15 Ago 2024
A loira radiosa Gena Rowlands, figura do cinema independente americano, morreu quarta-feira aos 94 anos. Destacou-se em perto de sessenta papéis ecléticos sob a direção do seu marido John Cassavetes, e também em obras de Woody Allen e Jim Jarmusch.
Gena Rowlands, que, de acordo com o filho, Nick Cassavetes, sofria da doença de Alzheimer há cinco anos, morreu na sua casa em Indian Wells, Califórnia.
Descreveu o marido como tendo escrito para ela “os papéis mais bonitos com que uma atriz poderia sonhar”, desde a call girl em “Rostos” (1968) a uma dona de casa à beira da loucura em “Uma Mulher Sob Influência” (1974).
Trabalhar com o homem que se recusava a aceitar os ditames dos grandes estúdios de Hollywood era “entusiasmante, porque a responsabilidade do papel recaía toda sobre os nossos ombros”, afirmou a atriz.
O cinema devorou os seus 35 anos de casamento, filmando muitas vezes em casa para poupar dinheiro – com os fiéis Peter Falk, Ben Gazzara e Seymour Cassel – e com Gena a fazer spaghetti para todos, entre nuvens de fumo e vapores de whisky.
Os três filhos não escaparam a este sorvedouro cinematográfico: Nick, Xan (Alexandra) e Zoe são todos atores e realizadores.
John Cassavetes aproveitou ao máximo os talentos da sua musa, uma beleza perturbadora de voz rouca, não hesitando em utilizar elementos da sua vida privada.
Gena, por seu lado, sempre se identificou com as suas personagens: “Todos temos um pouco de cada um dentro de nós. Atuar é simplesmente abrir uma porta”.

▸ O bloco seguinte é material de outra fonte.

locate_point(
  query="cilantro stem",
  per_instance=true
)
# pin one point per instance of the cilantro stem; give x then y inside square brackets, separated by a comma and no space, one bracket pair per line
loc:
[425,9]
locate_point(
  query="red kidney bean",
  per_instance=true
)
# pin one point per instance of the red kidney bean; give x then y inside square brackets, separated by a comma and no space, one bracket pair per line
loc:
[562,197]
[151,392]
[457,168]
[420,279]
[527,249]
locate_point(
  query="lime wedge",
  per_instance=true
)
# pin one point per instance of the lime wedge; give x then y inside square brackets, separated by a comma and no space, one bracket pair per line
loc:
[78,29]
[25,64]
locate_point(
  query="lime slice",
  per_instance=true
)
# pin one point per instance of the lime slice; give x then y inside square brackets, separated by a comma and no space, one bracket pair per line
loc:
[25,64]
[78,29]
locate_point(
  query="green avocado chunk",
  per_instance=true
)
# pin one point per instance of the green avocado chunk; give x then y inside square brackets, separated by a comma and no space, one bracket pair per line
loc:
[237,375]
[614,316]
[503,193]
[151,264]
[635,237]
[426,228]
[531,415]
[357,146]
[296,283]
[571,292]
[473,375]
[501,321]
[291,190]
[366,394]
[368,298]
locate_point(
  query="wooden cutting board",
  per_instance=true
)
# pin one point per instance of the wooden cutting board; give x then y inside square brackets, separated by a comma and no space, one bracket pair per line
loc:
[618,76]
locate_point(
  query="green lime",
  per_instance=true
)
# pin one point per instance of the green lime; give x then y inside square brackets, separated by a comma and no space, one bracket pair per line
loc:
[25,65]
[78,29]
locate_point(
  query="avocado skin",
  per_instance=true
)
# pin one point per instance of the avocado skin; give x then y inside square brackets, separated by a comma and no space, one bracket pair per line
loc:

Só uma vez recusou um papel a Cassavetes: o de Mabel em “Uma Mulher Sob Influência”, originalmente destinado ao teatro, que considerou “demasiado intenso emocionalmente para ser interpretado todas as noites”. Ele reescreveu-o para o cinema, e Mabel valeu-lhe um Globo de Ouro para Melhor Atriz (1975).
Não a Hollywood
Nascida a 19 de junho de 1930 em Cambria (Wisconsin), filha de um pai banqueiro e senador e de uma mãe pintora, a infância de Virginia Cathryn Rowlands predispunha-a para uma vida mais convencional.
Contudo, aos 20 anos, a fã de Bette Davis interrompeu os estudos na Universidade de Wisconsin para frequentar aulas de teatro em Nova Iorque. Aí começou a sua “vida real” no palco (“Seven Years of Thinking” de George Axelrod). Pouco depois, conheceu um jovem e belo ator, John Cassavetes, com quem casaria em 1954, quatro meses após o conhecer.
Nascido em Nova Iorque e com origem grega, Cassavetes ficou cativado por esta loira elétrica que, tal como ele, se “alimentava” de filmes franceses e italianos.
No entanto, o teatro continuou a ser a paixão de Gena e, dois anos mais tarde, foi revelada em “In the middle of the night” de Paddy Chayefsky, contracenando com Edward G. Robinson durante 18 meses.
Em 1958, depois de séries televisivas que financiaram a carreira de John, que se tornara cineasta, Gena deu nas vistas no grande ecrã em “L’Amour coûte cher”, de José Ferrer, e “Seuls sont les indomptés”, de David Miller, com Kirk Douglas.
Recusou Hollywood e regressou a Nova Iorque: “Segui sempre o que o meu coração mandava e não me arrependo”.
Cassavetes, que “tocava em assuntos em que as mulheres pensam, mas que não se esperam de um homem”, disse à AFP, deu-lhe papéis fortes em sete filmes, incluindo “Noite de Estreia” (Urso de Prata para Melhor Atriz no Festival de Berlim de 1978), “Glória” (1980) e “Love Streams – Amantes” com Ben Gazzara (Urso de Ouro no Festival de Berlim de 1984).
Quando John Cassavetes morreu de cirrose hepática aos 59 anos, em 1989, Gena, que acabara de filmar “Another Woman” de Woody Allen, continuou a ser muito solicitada para o grande ecrã e para séries de televisão.
Também atuou para Nick Cassavetes, o seu filho. Depois de “Décroche les étoiles” (1996) com Gérard Depardieu, “N’oublie jamais” (2004) valeu-lhe o Golden Satellite Award 2005 para Melhor Atriz Secundária.
Gena também aceitou o papel de mãe no primeiro filme da sua filha Zoe, “Broken English” (2007), e foi uma das três heroínas de “Parts per billion” (2013), de Brian Horiuchi.
Casada de novo com o empresário Robert Forrest em 2012, recebeu um Óscar de mérito especial em 2015, ano em que se retirou.